KCVX
- Salem, Missouri; United States;
- Frequency: 91.7 MHz
- Branding: Spirit FM

Programming
- Format: Christian Adult Contemporary
- Affiliations: Spirit FM

Ownership
- Owner: University of Northwestern – St. Paul

History
- Former call signs: KYMR (2001–2003)

Technical information
- Licensing authority: FCC
- Facility ID: 92246
- Class: C2
- ERP: 30,000 watts
- HAAT: 64.0 meters (210.0 ft)
- Transmitter coordinates: 37°36′16.00″N 91°32′46.00″W﻿ / ﻿37.6044444°N 91.5461111°W

Links
- Public license information: Public file; LMS;
- Webcast: Listen Live
- Website: spiritfm.org

= KCVX =

KCVX (91.7 FM) is a radio station licensed to Salem, Missouri, United States.
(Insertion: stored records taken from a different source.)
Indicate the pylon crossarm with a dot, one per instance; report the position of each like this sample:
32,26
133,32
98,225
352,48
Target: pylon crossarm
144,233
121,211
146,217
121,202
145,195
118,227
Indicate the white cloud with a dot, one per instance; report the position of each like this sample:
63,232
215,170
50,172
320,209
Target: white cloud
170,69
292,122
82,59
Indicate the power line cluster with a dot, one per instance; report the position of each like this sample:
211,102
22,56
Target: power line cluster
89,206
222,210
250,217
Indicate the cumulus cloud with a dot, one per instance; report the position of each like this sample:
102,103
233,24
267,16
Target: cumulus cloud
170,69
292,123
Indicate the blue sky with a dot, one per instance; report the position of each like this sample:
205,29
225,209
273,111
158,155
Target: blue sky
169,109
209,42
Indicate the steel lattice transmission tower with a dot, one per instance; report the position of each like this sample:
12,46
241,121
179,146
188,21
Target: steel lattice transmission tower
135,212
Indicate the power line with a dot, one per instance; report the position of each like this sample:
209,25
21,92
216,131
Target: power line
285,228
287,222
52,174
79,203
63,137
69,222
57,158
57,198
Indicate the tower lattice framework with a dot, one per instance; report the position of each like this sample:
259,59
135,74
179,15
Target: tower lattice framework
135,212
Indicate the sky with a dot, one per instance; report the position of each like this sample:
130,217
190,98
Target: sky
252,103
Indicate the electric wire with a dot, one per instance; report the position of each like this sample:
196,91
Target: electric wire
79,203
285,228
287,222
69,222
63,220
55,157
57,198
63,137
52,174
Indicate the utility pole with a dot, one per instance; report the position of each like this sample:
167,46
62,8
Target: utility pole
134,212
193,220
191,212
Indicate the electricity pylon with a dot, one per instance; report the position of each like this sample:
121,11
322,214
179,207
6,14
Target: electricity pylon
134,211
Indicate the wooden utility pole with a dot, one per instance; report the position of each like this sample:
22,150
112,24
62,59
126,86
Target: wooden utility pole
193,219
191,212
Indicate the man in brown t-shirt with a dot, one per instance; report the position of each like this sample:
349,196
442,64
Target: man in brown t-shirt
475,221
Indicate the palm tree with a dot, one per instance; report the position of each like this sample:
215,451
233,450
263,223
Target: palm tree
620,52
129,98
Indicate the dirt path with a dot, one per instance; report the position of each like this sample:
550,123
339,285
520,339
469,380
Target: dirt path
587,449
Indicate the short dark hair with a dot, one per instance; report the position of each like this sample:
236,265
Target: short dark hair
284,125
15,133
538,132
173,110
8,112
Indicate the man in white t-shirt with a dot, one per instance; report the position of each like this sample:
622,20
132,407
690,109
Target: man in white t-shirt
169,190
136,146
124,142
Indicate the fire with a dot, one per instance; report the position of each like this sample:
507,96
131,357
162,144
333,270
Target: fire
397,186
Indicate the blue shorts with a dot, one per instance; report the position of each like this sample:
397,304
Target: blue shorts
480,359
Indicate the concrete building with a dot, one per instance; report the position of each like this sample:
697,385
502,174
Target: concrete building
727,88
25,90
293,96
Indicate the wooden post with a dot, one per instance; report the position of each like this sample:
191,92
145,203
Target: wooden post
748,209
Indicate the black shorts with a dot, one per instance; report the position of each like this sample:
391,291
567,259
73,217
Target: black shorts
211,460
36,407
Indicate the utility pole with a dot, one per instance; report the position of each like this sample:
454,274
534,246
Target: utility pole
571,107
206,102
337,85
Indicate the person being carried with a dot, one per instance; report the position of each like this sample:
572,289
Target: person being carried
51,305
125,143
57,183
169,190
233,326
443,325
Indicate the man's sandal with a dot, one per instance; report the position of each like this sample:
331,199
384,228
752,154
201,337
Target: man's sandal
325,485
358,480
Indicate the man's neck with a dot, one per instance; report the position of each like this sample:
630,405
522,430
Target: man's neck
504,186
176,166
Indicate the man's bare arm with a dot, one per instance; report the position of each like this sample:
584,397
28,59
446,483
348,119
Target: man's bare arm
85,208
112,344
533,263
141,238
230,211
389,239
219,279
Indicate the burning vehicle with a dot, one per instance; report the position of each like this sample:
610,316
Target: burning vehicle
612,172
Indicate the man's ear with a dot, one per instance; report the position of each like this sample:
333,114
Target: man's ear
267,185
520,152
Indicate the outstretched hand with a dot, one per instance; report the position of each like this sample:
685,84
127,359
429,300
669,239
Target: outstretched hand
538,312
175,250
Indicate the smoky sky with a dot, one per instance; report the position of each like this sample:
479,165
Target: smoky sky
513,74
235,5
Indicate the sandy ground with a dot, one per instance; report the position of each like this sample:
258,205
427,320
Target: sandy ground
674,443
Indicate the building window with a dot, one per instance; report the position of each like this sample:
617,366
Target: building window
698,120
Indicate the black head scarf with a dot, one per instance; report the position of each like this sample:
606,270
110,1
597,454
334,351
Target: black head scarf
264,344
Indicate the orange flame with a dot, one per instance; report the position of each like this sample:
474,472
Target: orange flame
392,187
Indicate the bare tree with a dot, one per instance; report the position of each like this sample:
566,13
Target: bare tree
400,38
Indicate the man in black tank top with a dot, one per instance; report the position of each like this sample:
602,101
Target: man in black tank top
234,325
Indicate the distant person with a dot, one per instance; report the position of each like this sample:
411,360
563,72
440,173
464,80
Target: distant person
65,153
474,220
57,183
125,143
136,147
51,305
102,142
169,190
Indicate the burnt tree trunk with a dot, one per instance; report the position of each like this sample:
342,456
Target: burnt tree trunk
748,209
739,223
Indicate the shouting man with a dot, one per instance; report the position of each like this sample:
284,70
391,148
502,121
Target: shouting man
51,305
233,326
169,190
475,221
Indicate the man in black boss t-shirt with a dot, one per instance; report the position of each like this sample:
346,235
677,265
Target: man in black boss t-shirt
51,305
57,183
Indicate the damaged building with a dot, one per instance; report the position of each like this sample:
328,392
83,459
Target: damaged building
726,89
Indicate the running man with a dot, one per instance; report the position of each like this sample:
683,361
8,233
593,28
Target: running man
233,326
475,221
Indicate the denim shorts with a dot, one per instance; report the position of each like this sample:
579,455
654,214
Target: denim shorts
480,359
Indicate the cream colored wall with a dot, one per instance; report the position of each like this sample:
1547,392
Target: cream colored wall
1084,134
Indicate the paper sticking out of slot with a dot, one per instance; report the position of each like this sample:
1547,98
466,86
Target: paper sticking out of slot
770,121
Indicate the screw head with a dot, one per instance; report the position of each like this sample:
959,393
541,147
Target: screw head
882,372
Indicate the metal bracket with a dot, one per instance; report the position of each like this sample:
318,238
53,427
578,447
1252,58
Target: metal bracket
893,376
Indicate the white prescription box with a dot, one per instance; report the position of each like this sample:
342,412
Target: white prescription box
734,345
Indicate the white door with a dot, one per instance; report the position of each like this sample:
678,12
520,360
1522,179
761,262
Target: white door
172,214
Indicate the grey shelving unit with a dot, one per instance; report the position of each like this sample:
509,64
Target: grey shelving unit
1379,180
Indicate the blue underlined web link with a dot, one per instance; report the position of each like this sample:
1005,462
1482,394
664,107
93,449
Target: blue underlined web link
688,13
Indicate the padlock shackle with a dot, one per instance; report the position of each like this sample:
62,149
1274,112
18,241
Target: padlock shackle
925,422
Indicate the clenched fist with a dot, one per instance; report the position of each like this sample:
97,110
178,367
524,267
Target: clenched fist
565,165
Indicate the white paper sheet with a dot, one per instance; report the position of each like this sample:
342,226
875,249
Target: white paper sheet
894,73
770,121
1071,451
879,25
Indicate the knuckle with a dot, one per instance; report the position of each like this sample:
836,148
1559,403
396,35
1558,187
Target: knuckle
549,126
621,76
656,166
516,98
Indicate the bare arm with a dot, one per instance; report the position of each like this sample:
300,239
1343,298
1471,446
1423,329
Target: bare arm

The station is an affiliate of Spirit FM, broadcasting a Christian Adult Contemporary format with a few Christian talk and teaching programs, and is currently owned by the University of Northwestern – St. Paul.

==History==
The station was assigned the call sign KYMR on March 2, 2001. On September 24, 2003, the station changed its call sign to the current KCVX.